The congregation played a large part in the Foreign Mission. Rev. Murray encouraged the youth to give themselves to the Missionary Cause. His own son, Dr. William Murray, became a leader in Nyasaland (Malawi) and Rev. J.G. Botha in the Sudan. For the large number of young Boer prisoners of war who returned from St. Helena, and wanted to devote their lives to the Missionary Cause, a training school was established in the Old Drosdy under the leadership of Rev. A.F. Louw. The congregation was also one of the first to build a purpose-built hall for Sunday school work.

From the Great Depression (1929–32) to after the Second World War (1939–45), life in Worcester changed dramatically.
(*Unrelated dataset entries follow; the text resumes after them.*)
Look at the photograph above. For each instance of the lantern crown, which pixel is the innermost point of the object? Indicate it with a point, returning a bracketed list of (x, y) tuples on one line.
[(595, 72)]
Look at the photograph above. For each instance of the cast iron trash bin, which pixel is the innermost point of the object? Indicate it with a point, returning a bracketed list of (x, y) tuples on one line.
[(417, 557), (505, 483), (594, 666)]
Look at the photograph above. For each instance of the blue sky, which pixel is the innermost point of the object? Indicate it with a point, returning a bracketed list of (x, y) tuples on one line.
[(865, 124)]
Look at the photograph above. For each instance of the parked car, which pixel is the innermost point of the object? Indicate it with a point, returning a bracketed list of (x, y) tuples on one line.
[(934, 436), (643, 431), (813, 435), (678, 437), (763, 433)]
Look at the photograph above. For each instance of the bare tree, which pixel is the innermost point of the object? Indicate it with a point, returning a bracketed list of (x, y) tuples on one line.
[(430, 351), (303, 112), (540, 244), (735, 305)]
The membership more than doubled, and in 1948 exceeded the five thousand mark. The town area expanded incredibly just after the war, new industries were established and the rural congregation encountered urban problems. Thus, it became necessary to establish five more congregations in the town between 1951 and 1984: Worcester-Audenberg, Worcester-Brandwag, Worcester-Noord, Worcester-Oos, Worcester-Vallei. In 1987, Worcester-De la Bat, a congregation for deaf members, also came into being.

== Sources ==
- Maeder, ds. G.A. en Zinn, Christian. 1917. Ons Kerk Album. Kaapstad: Ons Kerk Album Maatschappij Bpkt.
- Olivier, ds. P.L. (samesteller), 1952. Ons gemeentelike feesalbum. Kaapstad en Pretoria: N.G. Kerk-uitgewers.